Commissioner Arcuri specified the app will be used voluntarily, in line with recommendations by Italy’s data protection authority and European privacy rules. “But our hope is that Italian citizens will adopt it massively, as everyone’s support in this country is needed to make a contact-tracing system work,” he said. According to experts in the Innovation and Health ministries in Rome the app needs to be downloaded by at least 60 percent of the population to be effective in achieving so-called digital herd immunity.
“That’s the best we have available so far, and I am confident that Italian people will follow our advice and use the app. This is for everyone’s safety and sake, and we hope that it will give us all massive help,” Pisano added. “The government will do its best to promote its use.”
The government’s statistics agency Istat revealed that the increase in deaths in the country has been more than 20 percent up in the period between March 1 and April 4 2020 compared to the average figure for the same period in the years 2015-2019.
Italy is unlikely to follow Germany’s lead into reopening schools in May.

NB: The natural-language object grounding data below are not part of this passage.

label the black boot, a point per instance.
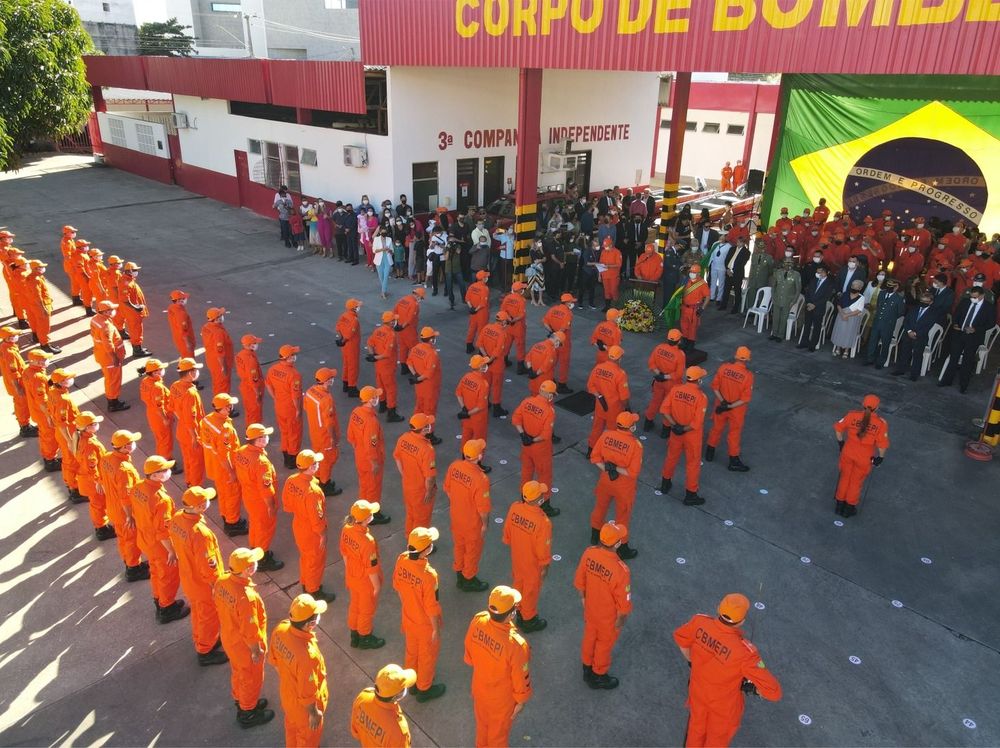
(737, 466)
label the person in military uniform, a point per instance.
(786, 285)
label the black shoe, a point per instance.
(235, 529)
(737, 466)
(691, 498)
(270, 563)
(432, 692)
(215, 657)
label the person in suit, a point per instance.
(973, 319)
(916, 327)
(736, 269)
(816, 296)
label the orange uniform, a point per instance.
(425, 363)
(364, 432)
(324, 428)
(468, 490)
(605, 583)
(295, 654)
(303, 497)
(219, 357)
(721, 658)
(259, 486)
(243, 621)
(735, 382)
(199, 563)
(361, 562)
(220, 442)
(501, 677)
(608, 382)
(473, 391)
(668, 363)
(414, 456)
(153, 509)
(560, 319)
(189, 411)
(528, 532)
(856, 456)
(536, 417)
(621, 448)
(416, 582)
(285, 385)
(159, 413)
(477, 296)
(686, 405)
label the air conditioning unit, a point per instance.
(355, 156)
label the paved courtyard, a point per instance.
(883, 630)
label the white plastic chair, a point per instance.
(760, 309)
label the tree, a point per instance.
(165, 38)
(42, 75)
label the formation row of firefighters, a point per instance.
(227, 616)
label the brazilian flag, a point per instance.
(915, 145)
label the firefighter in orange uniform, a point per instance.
(251, 379)
(560, 319)
(606, 334)
(863, 438)
(199, 563)
(119, 476)
(181, 326)
(684, 414)
(515, 305)
(417, 466)
(258, 486)
(425, 375)
(152, 510)
(382, 351)
(349, 341)
(324, 428)
(500, 659)
(219, 356)
(605, 586)
(416, 583)
(89, 453)
(303, 498)
(284, 385)
(493, 345)
(477, 298)
(364, 432)
(109, 351)
(717, 684)
(619, 456)
(377, 721)
(528, 532)
(468, 489)
(362, 574)
(189, 412)
(733, 388)
(608, 383)
(534, 418)
(667, 362)
(295, 654)
(243, 620)
(407, 312)
(473, 394)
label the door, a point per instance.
(467, 188)
(492, 178)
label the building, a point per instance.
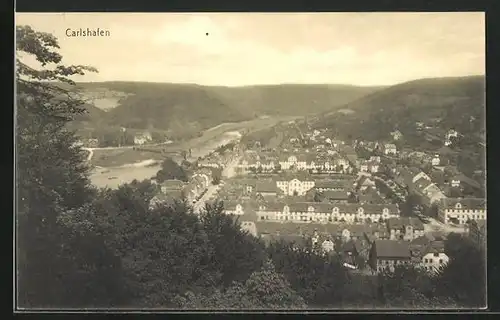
(91, 143)
(266, 188)
(461, 210)
(321, 212)
(405, 228)
(295, 186)
(477, 231)
(390, 149)
(142, 138)
(387, 254)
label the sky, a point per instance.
(236, 49)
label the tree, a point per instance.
(264, 289)
(236, 254)
(57, 265)
(171, 170)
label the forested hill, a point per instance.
(447, 102)
(168, 106)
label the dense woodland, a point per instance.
(82, 247)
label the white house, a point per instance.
(461, 210)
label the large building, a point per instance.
(461, 210)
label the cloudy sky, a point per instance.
(234, 49)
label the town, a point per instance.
(374, 204)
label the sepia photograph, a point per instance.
(272, 162)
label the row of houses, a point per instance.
(377, 245)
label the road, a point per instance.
(227, 172)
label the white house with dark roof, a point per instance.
(387, 254)
(326, 212)
(460, 210)
(294, 186)
(390, 149)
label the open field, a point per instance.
(119, 157)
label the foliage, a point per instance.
(170, 170)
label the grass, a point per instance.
(119, 157)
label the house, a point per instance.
(295, 186)
(477, 231)
(374, 159)
(334, 196)
(436, 160)
(234, 208)
(143, 138)
(390, 149)
(369, 196)
(387, 254)
(320, 212)
(322, 185)
(434, 258)
(168, 198)
(248, 222)
(266, 188)
(365, 183)
(460, 210)
(405, 228)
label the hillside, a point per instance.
(192, 108)
(443, 102)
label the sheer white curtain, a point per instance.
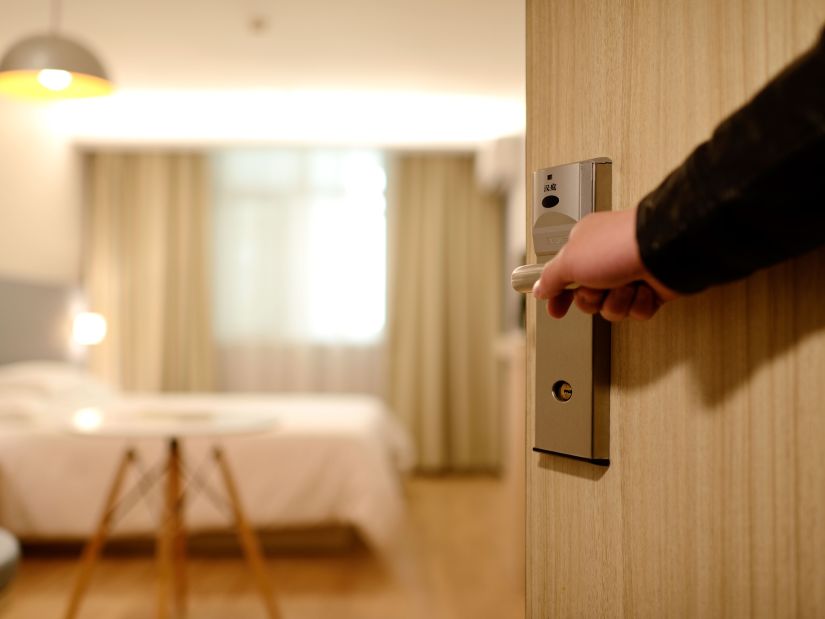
(299, 269)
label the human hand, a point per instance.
(602, 257)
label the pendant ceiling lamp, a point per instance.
(50, 66)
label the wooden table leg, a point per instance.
(91, 552)
(167, 535)
(178, 533)
(249, 542)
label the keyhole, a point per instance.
(562, 390)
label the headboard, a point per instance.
(35, 321)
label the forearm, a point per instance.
(754, 194)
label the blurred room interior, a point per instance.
(300, 215)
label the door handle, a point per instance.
(572, 354)
(524, 278)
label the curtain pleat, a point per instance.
(146, 268)
(444, 309)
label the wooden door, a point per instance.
(714, 502)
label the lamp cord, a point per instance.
(55, 16)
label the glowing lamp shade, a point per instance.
(52, 67)
(87, 419)
(88, 328)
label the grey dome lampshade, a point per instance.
(50, 66)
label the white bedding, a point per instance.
(327, 459)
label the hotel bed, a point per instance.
(324, 460)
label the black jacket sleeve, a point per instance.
(751, 196)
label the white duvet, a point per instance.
(326, 459)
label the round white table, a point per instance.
(170, 427)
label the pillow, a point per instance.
(50, 379)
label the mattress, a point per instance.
(323, 460)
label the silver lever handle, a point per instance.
(525, 276)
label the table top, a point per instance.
(99, 421)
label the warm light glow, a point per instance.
(55, 79)
(395, 118)
(89, 328)
(87, 419)
(50, 84)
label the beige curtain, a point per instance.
(444, 306)
(146, 268)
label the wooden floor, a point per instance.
(458, 558)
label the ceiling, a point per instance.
(238, 60)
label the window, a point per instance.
(299, 246)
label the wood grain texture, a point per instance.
(714, 504)
(452, 560)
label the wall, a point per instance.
(39, 197)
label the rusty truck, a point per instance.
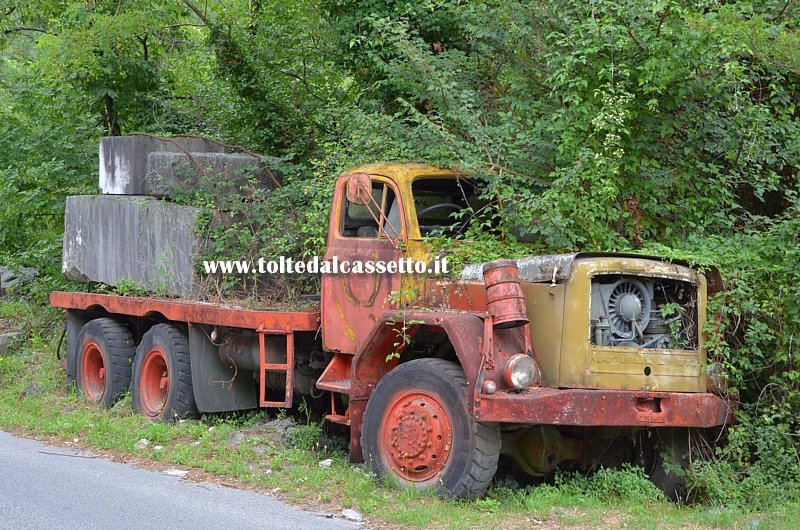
(570, 361)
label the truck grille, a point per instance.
(640, 312)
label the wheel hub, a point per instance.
(154, 383)
(417, 436)
(93, 372)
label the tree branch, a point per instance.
(22, 28)
(197, 12)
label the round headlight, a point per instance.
(520, 372)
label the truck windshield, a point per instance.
(444, 205)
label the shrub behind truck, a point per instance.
(570, 361)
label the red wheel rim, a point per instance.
(93, 372)
(154, 383)
(415, 437)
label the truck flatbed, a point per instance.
(191, 311)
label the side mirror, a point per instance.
(359, 188)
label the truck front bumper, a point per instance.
(596, 408)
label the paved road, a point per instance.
(51, 487)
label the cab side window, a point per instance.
(360, 220)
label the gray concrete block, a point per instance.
(111, 239)
(123, 160)
(168, 173)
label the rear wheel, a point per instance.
(162, 375)
(104, 360)
(417, 431)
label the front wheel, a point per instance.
(162, 375)
(417, 431)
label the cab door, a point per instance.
(370, 229)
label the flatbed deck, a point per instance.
(190, 311)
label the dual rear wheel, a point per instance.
(157, 372)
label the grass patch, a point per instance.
(33, 402)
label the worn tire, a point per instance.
(162, 375)
(105, 355)
(669, 450)
(417, 416)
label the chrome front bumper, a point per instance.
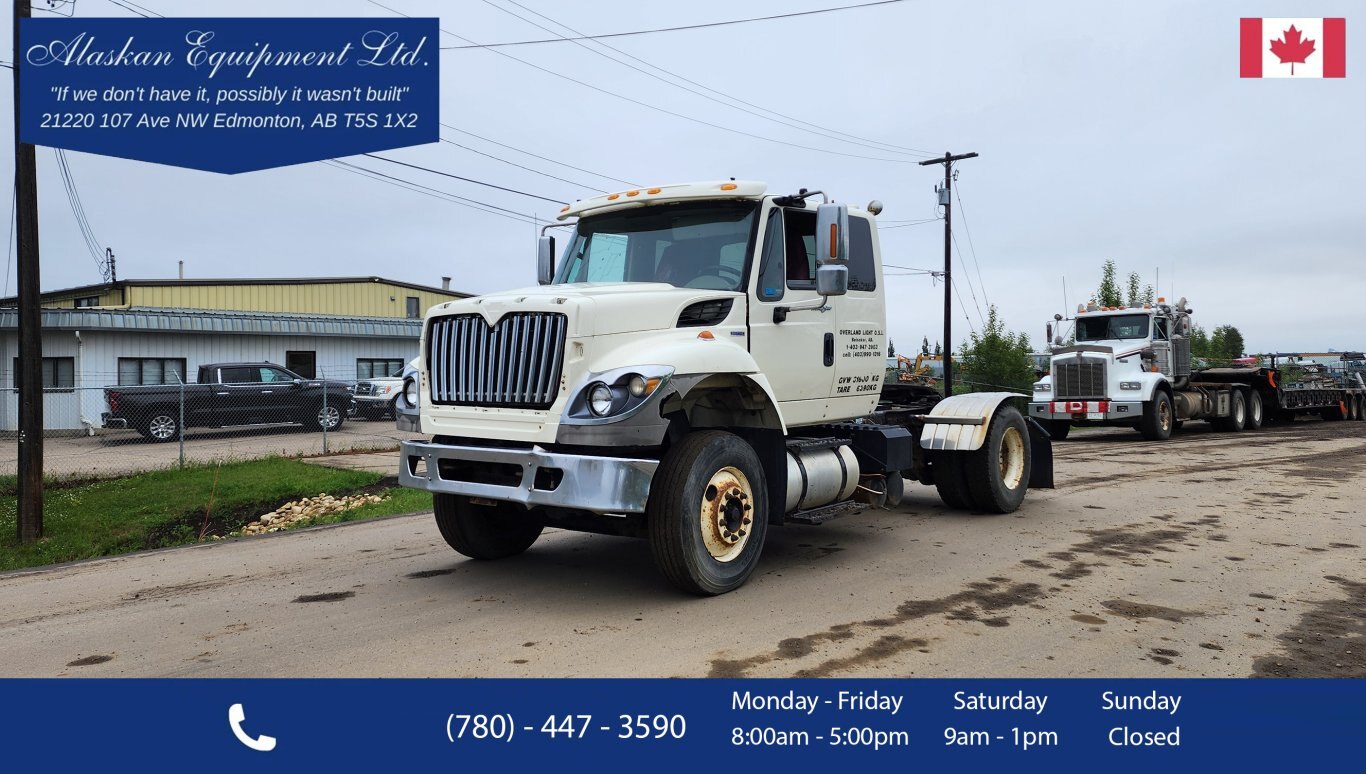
(600, 485)
(1089, 410)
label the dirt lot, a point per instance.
(1212, 554)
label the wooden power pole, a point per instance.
(30, 314)
(948, 260)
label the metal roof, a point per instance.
(215, 321)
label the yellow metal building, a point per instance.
(347, 296)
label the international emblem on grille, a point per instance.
(512, 365)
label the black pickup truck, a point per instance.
(228, 395)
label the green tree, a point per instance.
(996, 359)
(1200, 341)
(1232, 341)
(1108, 294)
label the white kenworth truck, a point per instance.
(1131, 366)
(704, 362)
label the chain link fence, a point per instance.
(118, 429)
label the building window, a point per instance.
(150, 370)
(377, 367)
(303, 363)
(58, 373)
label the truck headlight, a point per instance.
(600, 399)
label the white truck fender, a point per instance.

“The government will take a decision within days, but in the current health situation reopening in May becomes less likely with every passing day. It would mean mobilizing 8 million students”, Education Minister Lucia Azzolina told the Corriere della Sera newspaper. She said that she also does “not like the idea of students with masks at school” and that it would be impractical to ask children to respect social distancing.
The Italian Bishops Conference (CEI) claims social distancing can be kept in churches and is planning to start holding regular religious services after May 3 when the lockdown is scheduled to end. More than 100 priests have died in Italy so far from COVID-19, the Italian Bishops revealed in a press conference. “They have offered up their lives, expressing once again the beautiful face of the church,” a spokesman said.